Thursday, 23 August 2012: 5:00 PM
Priest Creek C (The Steamboat Grand)
The ability of the WRF model to simulate plumes of tracers released from point sites on the ground is tested by comparing the model output with airborne measurements over complex terrain. Target weather is wintertime, strong-flow, low-stability conditions. In this case the tracer is AgI particles, typically 0.1-0.4 micron in diameter, released pyrotechnically in high concentrations from select point sources upwind of a target mountain. Airborne measurements of AgI generated ice nuclei (IN) plumes. The sampling aircraft used an updated NCAR acoustic IN counter over the Medicine Bow and Sierra Madre mountains in Wyoming. One of the nine cases which show strong plumes has been simulated in WRF including 500 m grid spacing runs along with a 100-m grid spacing Large Eddy Simulation (LES). The result suggest that WRF can reasonably simulate the dispersion and the diffusion of AgI particles in the atmosphere.

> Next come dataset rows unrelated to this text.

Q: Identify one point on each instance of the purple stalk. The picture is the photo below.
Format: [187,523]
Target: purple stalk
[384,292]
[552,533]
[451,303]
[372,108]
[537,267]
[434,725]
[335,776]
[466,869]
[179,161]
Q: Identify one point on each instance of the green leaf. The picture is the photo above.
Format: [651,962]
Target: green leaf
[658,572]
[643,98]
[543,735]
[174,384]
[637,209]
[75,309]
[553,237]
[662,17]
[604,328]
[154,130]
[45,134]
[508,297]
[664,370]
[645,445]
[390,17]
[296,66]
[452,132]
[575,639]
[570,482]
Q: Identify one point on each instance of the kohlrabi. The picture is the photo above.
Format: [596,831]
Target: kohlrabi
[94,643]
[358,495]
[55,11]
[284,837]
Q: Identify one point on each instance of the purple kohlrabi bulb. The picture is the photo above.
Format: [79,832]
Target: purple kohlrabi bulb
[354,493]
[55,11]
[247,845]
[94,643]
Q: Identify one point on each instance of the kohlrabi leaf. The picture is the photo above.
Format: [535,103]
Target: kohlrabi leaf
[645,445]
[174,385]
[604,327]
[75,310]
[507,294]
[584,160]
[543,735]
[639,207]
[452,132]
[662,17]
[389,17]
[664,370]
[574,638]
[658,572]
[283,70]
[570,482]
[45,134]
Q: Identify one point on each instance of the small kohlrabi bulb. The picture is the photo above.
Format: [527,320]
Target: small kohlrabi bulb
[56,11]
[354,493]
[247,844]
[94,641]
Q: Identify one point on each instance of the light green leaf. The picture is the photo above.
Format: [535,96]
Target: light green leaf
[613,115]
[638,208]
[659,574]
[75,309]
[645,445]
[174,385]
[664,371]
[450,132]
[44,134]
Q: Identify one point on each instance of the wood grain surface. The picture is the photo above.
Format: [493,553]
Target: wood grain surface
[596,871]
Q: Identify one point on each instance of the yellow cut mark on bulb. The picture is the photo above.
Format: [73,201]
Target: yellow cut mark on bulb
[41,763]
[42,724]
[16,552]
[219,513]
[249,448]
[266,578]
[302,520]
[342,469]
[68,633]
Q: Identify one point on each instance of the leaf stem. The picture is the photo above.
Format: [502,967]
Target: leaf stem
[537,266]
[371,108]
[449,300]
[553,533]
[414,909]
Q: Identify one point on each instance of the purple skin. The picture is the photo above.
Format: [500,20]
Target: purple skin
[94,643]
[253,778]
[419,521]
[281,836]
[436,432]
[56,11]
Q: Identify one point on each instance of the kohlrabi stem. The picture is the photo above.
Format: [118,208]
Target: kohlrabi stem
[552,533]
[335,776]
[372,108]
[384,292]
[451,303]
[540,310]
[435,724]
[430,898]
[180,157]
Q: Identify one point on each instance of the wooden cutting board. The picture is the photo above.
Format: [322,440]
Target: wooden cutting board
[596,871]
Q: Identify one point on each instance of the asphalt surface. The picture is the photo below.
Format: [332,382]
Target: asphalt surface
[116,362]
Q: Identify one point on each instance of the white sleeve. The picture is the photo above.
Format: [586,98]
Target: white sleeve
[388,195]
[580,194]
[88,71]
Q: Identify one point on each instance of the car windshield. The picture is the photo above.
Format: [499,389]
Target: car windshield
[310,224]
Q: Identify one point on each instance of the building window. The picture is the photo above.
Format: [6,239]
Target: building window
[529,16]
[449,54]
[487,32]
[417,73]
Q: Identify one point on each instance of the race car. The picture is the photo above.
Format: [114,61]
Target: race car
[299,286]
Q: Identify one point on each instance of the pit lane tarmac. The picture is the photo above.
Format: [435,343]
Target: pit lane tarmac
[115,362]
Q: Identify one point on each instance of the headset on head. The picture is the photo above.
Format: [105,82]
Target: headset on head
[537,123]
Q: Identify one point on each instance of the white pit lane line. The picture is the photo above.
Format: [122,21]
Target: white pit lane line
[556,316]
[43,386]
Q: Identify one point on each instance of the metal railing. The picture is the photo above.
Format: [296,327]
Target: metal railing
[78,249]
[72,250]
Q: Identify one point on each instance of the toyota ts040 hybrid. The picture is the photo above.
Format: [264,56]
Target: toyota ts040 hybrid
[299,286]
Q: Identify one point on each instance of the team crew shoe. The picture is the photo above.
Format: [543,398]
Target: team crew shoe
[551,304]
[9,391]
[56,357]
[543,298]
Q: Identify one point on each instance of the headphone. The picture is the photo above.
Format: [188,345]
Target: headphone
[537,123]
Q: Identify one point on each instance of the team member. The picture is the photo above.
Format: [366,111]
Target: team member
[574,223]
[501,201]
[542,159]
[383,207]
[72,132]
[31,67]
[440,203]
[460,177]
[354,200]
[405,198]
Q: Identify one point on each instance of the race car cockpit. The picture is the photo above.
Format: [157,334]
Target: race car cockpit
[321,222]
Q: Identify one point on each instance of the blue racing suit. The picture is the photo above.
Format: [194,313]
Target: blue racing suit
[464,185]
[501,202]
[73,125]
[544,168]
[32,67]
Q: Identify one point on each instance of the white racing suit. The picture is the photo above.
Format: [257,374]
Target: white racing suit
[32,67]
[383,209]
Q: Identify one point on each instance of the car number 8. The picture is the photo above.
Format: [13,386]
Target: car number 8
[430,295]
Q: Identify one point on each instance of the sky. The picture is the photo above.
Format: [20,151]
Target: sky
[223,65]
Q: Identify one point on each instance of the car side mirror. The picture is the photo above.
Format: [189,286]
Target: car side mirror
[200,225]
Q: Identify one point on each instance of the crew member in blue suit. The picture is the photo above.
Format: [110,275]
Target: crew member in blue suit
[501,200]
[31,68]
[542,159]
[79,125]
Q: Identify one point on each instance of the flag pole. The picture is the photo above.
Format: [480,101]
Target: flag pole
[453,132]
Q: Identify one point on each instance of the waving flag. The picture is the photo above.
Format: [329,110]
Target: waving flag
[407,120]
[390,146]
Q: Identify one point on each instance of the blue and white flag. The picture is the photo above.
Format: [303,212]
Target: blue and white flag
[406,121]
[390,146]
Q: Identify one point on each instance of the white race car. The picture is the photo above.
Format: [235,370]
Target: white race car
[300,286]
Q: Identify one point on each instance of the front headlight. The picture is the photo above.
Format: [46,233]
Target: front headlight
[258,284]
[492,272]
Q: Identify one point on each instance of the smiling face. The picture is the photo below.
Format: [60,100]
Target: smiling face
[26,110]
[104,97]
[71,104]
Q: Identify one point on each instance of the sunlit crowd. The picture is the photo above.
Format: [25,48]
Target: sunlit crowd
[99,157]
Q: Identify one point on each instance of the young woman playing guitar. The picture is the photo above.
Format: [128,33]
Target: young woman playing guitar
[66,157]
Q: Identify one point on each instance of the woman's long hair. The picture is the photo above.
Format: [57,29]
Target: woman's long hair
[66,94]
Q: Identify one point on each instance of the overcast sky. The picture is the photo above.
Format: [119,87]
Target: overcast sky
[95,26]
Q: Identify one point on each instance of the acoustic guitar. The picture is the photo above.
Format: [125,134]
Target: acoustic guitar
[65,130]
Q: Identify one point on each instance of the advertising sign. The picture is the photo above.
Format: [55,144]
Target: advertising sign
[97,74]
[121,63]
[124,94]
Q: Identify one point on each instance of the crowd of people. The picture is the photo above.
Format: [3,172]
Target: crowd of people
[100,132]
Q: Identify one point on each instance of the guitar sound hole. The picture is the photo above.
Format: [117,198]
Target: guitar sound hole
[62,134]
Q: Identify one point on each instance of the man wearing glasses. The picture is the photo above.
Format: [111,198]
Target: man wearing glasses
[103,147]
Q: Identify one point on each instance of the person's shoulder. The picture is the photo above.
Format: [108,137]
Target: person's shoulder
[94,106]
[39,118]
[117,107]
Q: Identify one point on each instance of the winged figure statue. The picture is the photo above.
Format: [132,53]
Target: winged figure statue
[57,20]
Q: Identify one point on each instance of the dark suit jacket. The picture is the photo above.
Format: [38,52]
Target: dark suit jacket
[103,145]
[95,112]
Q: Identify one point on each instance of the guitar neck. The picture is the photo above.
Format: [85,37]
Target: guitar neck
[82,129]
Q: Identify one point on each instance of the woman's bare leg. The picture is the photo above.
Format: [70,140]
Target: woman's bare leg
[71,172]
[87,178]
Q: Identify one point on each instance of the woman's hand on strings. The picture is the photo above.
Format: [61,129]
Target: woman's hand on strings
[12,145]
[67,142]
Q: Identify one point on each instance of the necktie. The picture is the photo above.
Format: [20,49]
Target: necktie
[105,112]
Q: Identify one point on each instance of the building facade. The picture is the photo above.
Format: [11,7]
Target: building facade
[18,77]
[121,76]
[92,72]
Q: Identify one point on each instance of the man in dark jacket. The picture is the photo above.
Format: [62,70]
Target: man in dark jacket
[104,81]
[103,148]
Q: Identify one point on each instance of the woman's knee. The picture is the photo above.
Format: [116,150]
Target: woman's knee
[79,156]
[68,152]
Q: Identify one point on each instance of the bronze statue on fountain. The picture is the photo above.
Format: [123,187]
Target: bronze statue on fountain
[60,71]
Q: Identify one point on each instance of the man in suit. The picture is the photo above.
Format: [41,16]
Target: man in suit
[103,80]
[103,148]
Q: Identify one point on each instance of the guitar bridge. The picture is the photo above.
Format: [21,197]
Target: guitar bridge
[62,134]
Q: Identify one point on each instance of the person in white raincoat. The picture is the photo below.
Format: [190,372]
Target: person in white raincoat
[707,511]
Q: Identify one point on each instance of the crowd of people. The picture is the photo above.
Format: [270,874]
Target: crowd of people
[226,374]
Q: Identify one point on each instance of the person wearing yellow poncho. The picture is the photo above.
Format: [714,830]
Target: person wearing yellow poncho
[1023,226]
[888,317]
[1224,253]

Although the model under predicted the absolute magnitude of AgI concentration because of the imperfect representation of wind speed and direction in the model causing discrepancies in turbulent properties in the LES simulation, the corresponding high concentration of AgI particles was successfully simulated by the LES. Based on the results of this study, a simulation of finer resolution better agrees with observations. Comparisons between the model and observed upwind sounding show that the surface wind and humidity are not simulated very accurately. Another initial and boundary data (RTFDDA forecast data) which match the sounding better will be tested in the future instead of NARR data.